6-1 Three Ways of Modeling

There are three ways of modeling: using Sequential to construct model with the order of layers, using functional APIs to construct model with arbitrary structure, using child class inheriting from the base class Model.

For the models with sequenced structure, Sequential method should be given the highest priority.

For the models with nonsequenced structures such as multiple input/output, shared weights, or residual connections, modeling with functional API is recommended.

Modeling through child class of Model should be AVOIDED unless with special requirements.
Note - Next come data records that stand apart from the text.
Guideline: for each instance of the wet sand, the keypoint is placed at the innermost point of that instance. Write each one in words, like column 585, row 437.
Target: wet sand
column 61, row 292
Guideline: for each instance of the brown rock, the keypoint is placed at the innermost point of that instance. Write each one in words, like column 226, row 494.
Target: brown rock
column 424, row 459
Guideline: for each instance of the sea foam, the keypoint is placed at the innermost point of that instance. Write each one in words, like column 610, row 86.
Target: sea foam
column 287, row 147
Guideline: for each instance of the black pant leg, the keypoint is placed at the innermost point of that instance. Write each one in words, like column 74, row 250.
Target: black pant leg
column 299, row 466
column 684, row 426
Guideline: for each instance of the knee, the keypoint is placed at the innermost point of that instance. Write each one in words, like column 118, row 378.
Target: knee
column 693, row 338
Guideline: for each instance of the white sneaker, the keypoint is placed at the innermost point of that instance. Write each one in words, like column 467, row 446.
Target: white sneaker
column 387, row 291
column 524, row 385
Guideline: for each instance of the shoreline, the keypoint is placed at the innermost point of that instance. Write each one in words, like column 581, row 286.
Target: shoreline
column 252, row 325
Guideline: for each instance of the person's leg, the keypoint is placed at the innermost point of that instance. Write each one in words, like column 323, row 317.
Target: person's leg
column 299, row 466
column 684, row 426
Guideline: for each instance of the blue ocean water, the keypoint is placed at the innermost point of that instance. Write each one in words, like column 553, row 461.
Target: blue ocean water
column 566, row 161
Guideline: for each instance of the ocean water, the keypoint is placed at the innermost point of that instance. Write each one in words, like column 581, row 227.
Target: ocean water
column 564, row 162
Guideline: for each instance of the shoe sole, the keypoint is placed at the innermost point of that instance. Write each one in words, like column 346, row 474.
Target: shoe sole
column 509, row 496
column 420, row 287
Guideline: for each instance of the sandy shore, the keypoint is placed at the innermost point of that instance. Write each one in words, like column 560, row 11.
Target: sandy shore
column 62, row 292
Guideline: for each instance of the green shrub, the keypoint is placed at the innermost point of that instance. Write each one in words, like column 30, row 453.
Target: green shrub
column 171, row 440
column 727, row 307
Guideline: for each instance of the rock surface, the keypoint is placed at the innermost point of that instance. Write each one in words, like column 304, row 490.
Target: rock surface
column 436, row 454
This method is flexible, but also fallible.

Here is are the examples of modeling using the three above-mentioned methods to classify IMDB movie reviews.

  1. import numpy as np
  2. import pandas as pd
  3. import tensorflow as tf
  4. from tqdm import tqdm
  5. from tensorflow.keras import *
  6. train_token_path = "../data/imdb/train_token.csv"
  7. test_token_path = "../data/imdb/test_token.csv"
  8. MAX_WORDS = 10000 # We will only consider the top 10,000 words in the dataset
  9. MAX_LEN = 200 # We will cut reviews after 200 words
  10. BATCH_SIZE = 20
  11. # Constructing data pipeline
  12. def parse_line(line):
  13. t = tf.strings.split(line,"\t")
  14. label = tf.reshape(tf.cast(tf.strings.to_number(t[0]),tf.int32),(-1,))
  15. features = tf.cast(tf.strings.to_number(tf.strings.split(t[1]," ")),tf.int32)
  16. return (features,label)
  17. ds_train= tf.data.TextLineDataset(filenames = [train_token_path]) \
  18. .map(parse_line,num_parallel_calls = tf.data.experimental.AUTOTUNE) \
  19. .shuffle(buffer_size = 1000).batch(BATCH_SIZE) \
  20. .prefetch(tf.data.experimental.AUTOTUNE)
  21. ds_test= tf.data.TextLineDataset(filenames = [test_token_path]) \
  22. .map(parse_line,num_parallel_calls = tf.data.experimental.AUTOTUNE) \
  23. .shuffle(buffer_size = 1000).batch(BATCH_SIZE) \
  24. .prefetch(tf.data.experimental.AUTOTUNE)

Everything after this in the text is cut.